Dreaming since 1993, awake now in 2021
Today, I wrote a letter to my future self.
I’m scared. I’m terrified, and I’m sad about what lies for me in the future. Everything is uncertain, like anything can change any minute. A year ago, I was so sure of what I wanted and what I was willing to sacrifice for. But now everything has changed.
For 27 years, my mother had one dream. It started way before my brother and I came. It was already there when we were born, and it has determined practically our present and our future.
Back in 1993, my mother decided that no matter what it took, she would be able to set foot in the precious land of America, and stay there. She wanted to partake of the American dream.
Unfortunately, dreams aren’t always sweet. For 17 years, my mother failed in her quest. She was bad at pursuing what it took to make her dream come true. A Filipino nurse, she didn’t have any problem when she took the NCLEX exam. However, as English was not her first language, she repeatedly flunked the speaking section in the IELTS exam. For 17 years.
It was definitely a crucial time for our family. Taking this particular English exam was no joke. It required months and months of Cambly tutorials with different English speakers around the world, and this type of review required a lot of money. The exam was not cheap, either.
Coming from a middle-class family, we didn’t have the means to support my mother the way we wanted to. Soon, the debts piled up, and my mother was almost fired from her work for spending too much time reviewing for her exams rather than working. Thankfully, we have family members who helped us along the way and believed in my mother—even if I myself was already starting to doubt her.
Fortunately, my mother proved my doubts wrong. In 2018, she passed the IELTS exam, finally getting that 6.5 score in speaking. Life became sweet for us when we finally had our appointment for interview at the US embassy. It became even sweeter when our passports were delivered to us with our visas stamped on it. And it became sweetest when we finally heard our pilot announcing that we had landed in O’Hare International Airport.
Everything was sweet—but then we had to wake up.
I thought we had already woken up when I was forced to abandon my dream school, which I had prayed so hard to enter, and studied instead in a school I hadn’t previously heard of. I thought we had already woken up when my father decided to leave his stable job in Saudi Arabia for a country that was thousands of miles away from our home. I thought we had already woken up when we were faced with sacrifices and we had to compromise so that we could follow the American dream.

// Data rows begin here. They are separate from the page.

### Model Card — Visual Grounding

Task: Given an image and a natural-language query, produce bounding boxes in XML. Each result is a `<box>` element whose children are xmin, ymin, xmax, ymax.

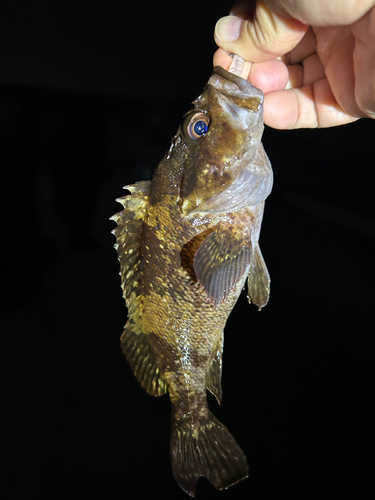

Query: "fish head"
<box><xmin>179</xmin><ymin>67</ymin><xmax>272</xmax><ymax>215</ymax></box>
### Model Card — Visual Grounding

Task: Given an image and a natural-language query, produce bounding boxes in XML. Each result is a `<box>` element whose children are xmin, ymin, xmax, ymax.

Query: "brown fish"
<box><xmin>112</xmin><ymin>67</ymin><xmax>272</xmax><ymax>496</ymax></box>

But we were still sleeping. We were still dreaming.
The thing that really woke us up were the attacks. The hate against the Asian-American community. Now, our eyes are fully opened, and we are scared and terrified that we are the next target. How could my mother dream for years to live in a country where we now don’t feel safe? Every time I go to a supermarket, I am anxious that something is going to happen to me—and thinking that I should be living a dream, but it has turned into a nightmare.
Today, I’m writing this for the future of every Asian-American out there.
We are terrified, and we are sad about what lies ahead for us. Everything is uncertain and everything can definitely change any minute. But we are here. We are here in the country that our parents and grandparents fought so hard for, to give us a better future—a future that no one can take away from us.
I have to tell myself: Everything will be better. The future will be okay.
Donna Mae P. Mactal, 19, a former occupational therapy student at UP Manila, is currently a Nursing student at St. Charles Community College, Missouri.